シーケンスアラインメントとは?
定義
塩基配列間の類似度に基づいて並べることをシーケンスアライメントsequence Alignmentという。
Description
In bioinformatics, since genomes are extremely long, even digitalizing them is a huge task. Ideally, we would like to store information by reading from the upstream to the downstream of DNA like polymerase, but realistically, that is not possible. Therefore, we need to obtain many short base sequences called Reads and concatenate them. During this process, it is necessary to identify overlapping parts at the ends of these sequences, and thus Sequence Alignment is performed.

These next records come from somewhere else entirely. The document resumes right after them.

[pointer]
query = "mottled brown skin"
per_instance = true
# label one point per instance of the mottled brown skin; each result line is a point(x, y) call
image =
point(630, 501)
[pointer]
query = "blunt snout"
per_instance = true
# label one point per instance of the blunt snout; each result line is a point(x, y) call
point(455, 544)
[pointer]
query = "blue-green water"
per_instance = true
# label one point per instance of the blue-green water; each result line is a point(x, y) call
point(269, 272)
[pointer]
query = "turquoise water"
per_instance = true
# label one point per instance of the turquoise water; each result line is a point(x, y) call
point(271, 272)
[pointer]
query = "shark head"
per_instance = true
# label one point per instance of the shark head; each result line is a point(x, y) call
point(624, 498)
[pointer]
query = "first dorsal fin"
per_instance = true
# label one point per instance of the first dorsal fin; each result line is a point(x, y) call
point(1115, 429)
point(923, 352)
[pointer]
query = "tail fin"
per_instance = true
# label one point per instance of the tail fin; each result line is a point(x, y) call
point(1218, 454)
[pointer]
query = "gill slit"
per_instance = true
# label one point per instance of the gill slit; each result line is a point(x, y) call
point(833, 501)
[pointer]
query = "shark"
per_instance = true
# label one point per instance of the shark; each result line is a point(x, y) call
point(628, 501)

Even though this process might seem doubtful at first glance, it is surprisingly accurate. For instance, imagine that the ends of two reads match exactly in 4 places as shown in ${\color{red}AATC}$: $$ ATCGCC {\color{red}AATC} \\ {\color{red}AATC} TATTC $$ Thinking very simply, the chance of four bases coincidentally matching is one in $4^{4} = 256$ possibilities, and with a probability distribution, we can also verify how certain this match is through hypothesis testing. With just four matching bases, one could argue it is quite reliable. Of course, there are mistakes with this method, so more reads are sequenced to compensate, and the long sequence created this way is called a Consensus Sequence. In fact, NGS (Next Generation Sequence) data provides the bases at each position and the probability of those bases being accurate. Once a consensus sequence is created, it’s easier to compare with other entities, hence in the context of sequence alignment, it is also called a Reference Sequence, and the compared sequence is called a Query Sequence.
Sequence alignments can be broadly divided into Pairwise Sequence Alignment, which compares two sequences for similarity, and Multiple Sequence Alignment, which compares several sequences. Pairwise Sequence Alignment can be further divided as follows:
- Global Alignment: Finds the alignment that maximizes the number of common parts between two sequences.
- Semi-global Alignment: Finds the most similar part of the query sequence in the reference sequence.
- Local Alignment: Finds the most similar parts among the two sequences. Naively, since sequence alignment requires a tremendous amount of computation, algorithms utilizing dynamic programming have been developed. The representative algorithms for global and local alignments are, respectively, Needleman-Wunsch Alignment and Smith-Waterman Alignment.